Les Binet and Sarah Carter get a little bit angry about some of the nonsense they hear around them… like the idea that we are 'typical'.

Two seemingly unrelated things happened recently that made us a feel a bit worried. Firstly, a young planner was telling us why she enjoys working on digital stuff more than TV. "Of course, people spend lots more time online these days than watching TV," she said. We pointed out that the data shows that people spend a lot more time watching TV. "Oh, I don't believe that" she said, "I mean I don't…"

Next day we were somewhere very different. The venue was a bungalow on a small housing estate just outside Manchester – we were talking to a room of women in their 60s. We hadn't met them before and we wouldn't meet them again. But they shared their concerns and hopes for their lives in a way that was fascinating, funny and thought-provoking. Perched on stools in that sitting room, we were ashamed to realise we couldn't remember the last time we had spoken to people face to face in someone's house outside London.

Is there a link between these two observations? At a time when the world is supposedly more open and connected than ever before, are planners ironically becoming more insulated and isolated from the 'real world'?

All of us have a tendency to assume we are typical. Psychologists talk about The Typical Mind Fallacy (other people are just like me), False Consensus Bias (everyone else thinks like me) and Confirmation Bias (yes, I am right). Our new digital, multi-channel world can easily exaggerate these effects. The internet makes it easier than ever to meet like-minded souls, to find sources of information that match our interests and views. It's all too easy to construct a media bubble, where everything we see or read confirms our preconceptions – where, un-tempered by contrasting points of view, our thinking becomes more and more detached from reality. Some think this effect contributed to Romney's defeat in the US election. Republicans living on a diet of Fox News and Tea Party blogs just didn't understand how ordinary voters failed to share their views.

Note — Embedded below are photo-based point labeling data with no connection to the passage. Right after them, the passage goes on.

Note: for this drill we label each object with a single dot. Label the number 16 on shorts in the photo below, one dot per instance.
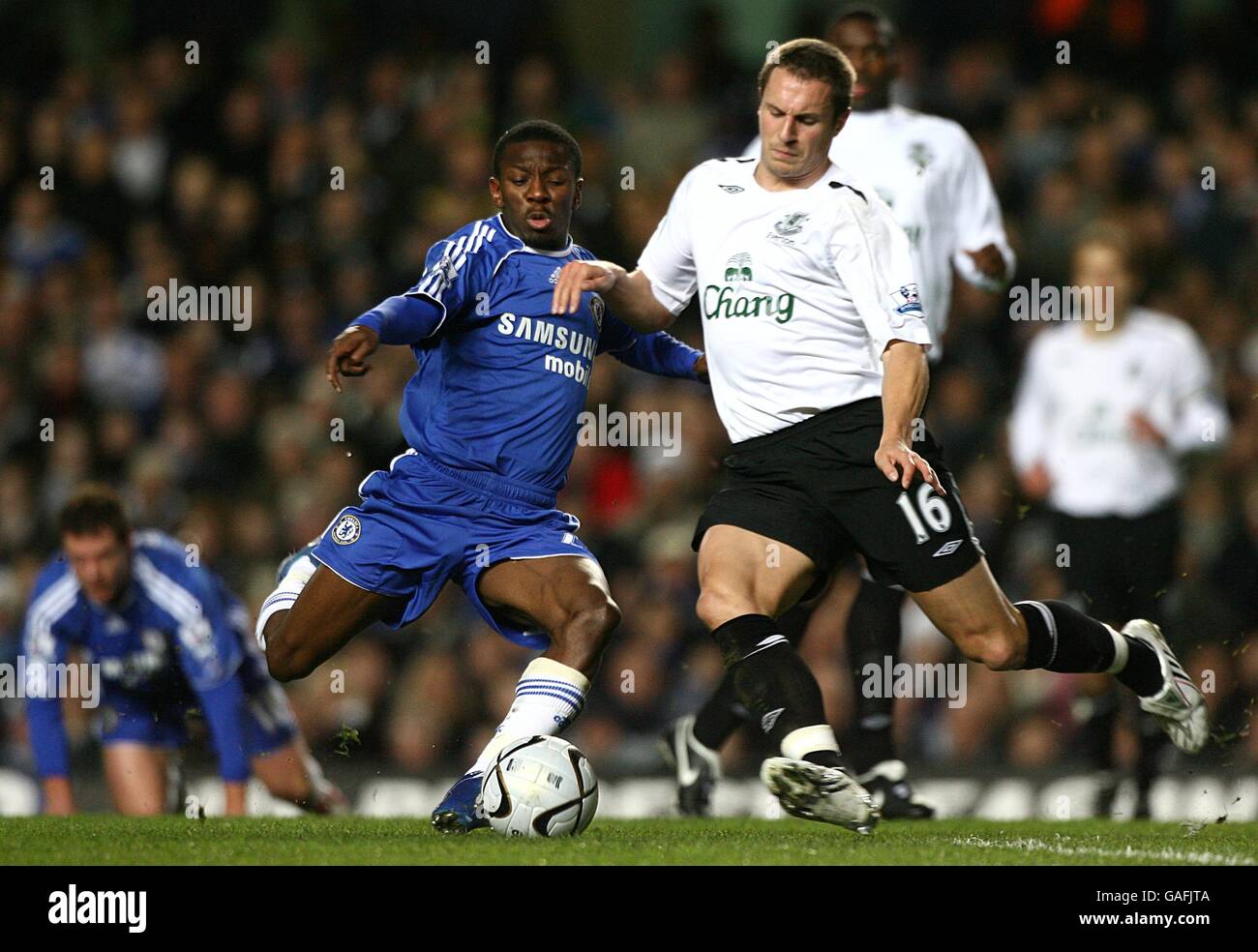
(930, 511)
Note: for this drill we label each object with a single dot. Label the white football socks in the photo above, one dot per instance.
(549, 697)
(809, 739)
(285, 595)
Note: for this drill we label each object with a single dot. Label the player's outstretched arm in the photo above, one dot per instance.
(904, 393)
(628, 294)
(348, 353)
(663, 355)
(401, 319)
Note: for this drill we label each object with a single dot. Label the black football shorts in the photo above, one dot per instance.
(816, 488)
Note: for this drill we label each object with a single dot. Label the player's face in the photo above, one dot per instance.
(875, 63)
(537, 193)
(101, 561)
(1099, 267)
(796, 127)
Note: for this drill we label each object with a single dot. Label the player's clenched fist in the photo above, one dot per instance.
(898, 461)
(348, 353)
(579, 277)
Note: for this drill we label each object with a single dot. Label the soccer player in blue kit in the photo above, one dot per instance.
(491, 418)
(166, 638)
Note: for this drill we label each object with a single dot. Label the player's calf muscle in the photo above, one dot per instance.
(327, 613)
(580, 640)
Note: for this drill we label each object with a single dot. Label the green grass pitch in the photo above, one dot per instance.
(114, 840)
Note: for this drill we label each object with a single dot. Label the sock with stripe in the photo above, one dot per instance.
(549, 697)
(285, 594)
(1063, 639)
(771, 680)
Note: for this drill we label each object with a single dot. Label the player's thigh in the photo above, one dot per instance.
(136, 775)
(548, 592)
(745, 573)
(973, 612)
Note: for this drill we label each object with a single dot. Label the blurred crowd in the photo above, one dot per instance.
(231, 439)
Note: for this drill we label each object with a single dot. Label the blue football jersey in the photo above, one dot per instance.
(502, 380)
(167, 640)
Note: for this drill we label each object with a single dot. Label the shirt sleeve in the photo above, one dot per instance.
(873, 259)
(403, 319)
(225, 711)
(1032, 413)
(45, 648)
(668, 258)
(659, 352)
(210, 657)
(1198, 420)
(451, 278)
(979, 222)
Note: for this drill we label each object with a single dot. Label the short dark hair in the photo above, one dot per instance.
(92, 508)
(1110, 233)
(535, 131)
(876, 17)
(813, 59)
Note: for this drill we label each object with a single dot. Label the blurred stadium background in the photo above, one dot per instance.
(218, 172)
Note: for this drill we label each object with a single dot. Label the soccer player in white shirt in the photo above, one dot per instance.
(817, 355)
(1105, 410)
(932, 176)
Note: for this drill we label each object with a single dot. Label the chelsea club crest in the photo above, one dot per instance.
(347, 531)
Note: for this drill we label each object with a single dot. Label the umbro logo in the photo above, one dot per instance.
(768, 720)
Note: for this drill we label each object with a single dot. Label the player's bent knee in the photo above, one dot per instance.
(716, 607)
(282, 661)
(992, 649)
(585, 634)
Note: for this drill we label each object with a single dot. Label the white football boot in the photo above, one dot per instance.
(814, 792)
(1179, 705)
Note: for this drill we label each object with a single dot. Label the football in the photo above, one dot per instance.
(540, 787)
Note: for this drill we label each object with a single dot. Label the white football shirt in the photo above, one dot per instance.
(800, 290)
(931, 174)
(1074, 405)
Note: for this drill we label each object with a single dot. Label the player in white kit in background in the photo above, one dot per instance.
(932, 176)
(817, 353)
(1106, 409)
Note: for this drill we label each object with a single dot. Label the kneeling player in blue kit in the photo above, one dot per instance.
(491, 418)
(165, 638)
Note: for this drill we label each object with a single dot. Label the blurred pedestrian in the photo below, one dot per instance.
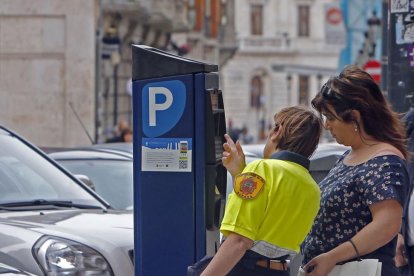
(274, 200)
(117, 136)
(363, 195)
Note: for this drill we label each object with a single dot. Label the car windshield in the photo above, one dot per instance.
(112, 179)
(27, 176)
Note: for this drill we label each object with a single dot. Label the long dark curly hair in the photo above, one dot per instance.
(355, 89)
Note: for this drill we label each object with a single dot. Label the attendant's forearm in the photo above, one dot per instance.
(229, 254)
(366, 241)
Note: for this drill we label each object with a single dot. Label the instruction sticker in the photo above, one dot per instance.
(166, 154)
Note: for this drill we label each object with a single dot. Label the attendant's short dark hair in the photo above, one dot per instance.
(355, 89)
(300, 130)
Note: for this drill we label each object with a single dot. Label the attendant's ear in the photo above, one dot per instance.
(356, 116)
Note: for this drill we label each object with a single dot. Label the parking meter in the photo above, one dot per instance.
(179, 180)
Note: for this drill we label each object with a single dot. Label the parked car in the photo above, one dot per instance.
(108, 169)
(321, 161)
(53, 224)
(6, 270)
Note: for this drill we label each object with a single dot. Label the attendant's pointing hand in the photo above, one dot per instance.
(233, 156)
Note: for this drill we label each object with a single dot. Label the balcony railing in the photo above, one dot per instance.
(263, 44)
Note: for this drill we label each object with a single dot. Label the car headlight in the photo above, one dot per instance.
(65, 257)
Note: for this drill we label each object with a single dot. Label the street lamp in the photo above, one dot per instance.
(289, 88)
(374, 31)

In our opinion, advertising people can make similar mistakes. Pushed for time and money, planners are finding it ever harder to get out of the agency, let alone trek up the motorway to do groups in some suburb. Far cheaper and quicker to use the internet, do a quick survey of agency staff, or read another planner's blog.

Trapped in our advertising bubble, it's easy to lapse into making stuff for people like ourselves. But our audiences are usually very different – older, poorer, more female, less London-centric, less educated, more likely to have kids or grandchildren, and with very different media habits. One of our great young planners tried to remind himself of this with a Post-It note above his desk, saying "Remember: people who buy new cars are OLD!"

If we're to avoid losing touch with our audiences, we have to really connect and talk to them. We were appalled when a planner recently confessed that he had never talked face to face with any of his target audiences during his career. New digital techniques ('mobile ethnography', etc.) can certainly help. But we've always felt that much of the value of focus groups lay in simply getting out of the agency and into people's houses.

Of course, you don't even have to 'do research' to do that. The late great BMP creative John Webster attributed his amazing popular appeal to his deliberate shunning of 'the ad world', and his preference for discussing his ideas with Pat the office tea lady or Ray the building manager, rather than fellow creatives.

So don't hang around too much in the office. Look out of the window, not in the mirror. Get out there. Get a life. And don't read planning blogs like ours!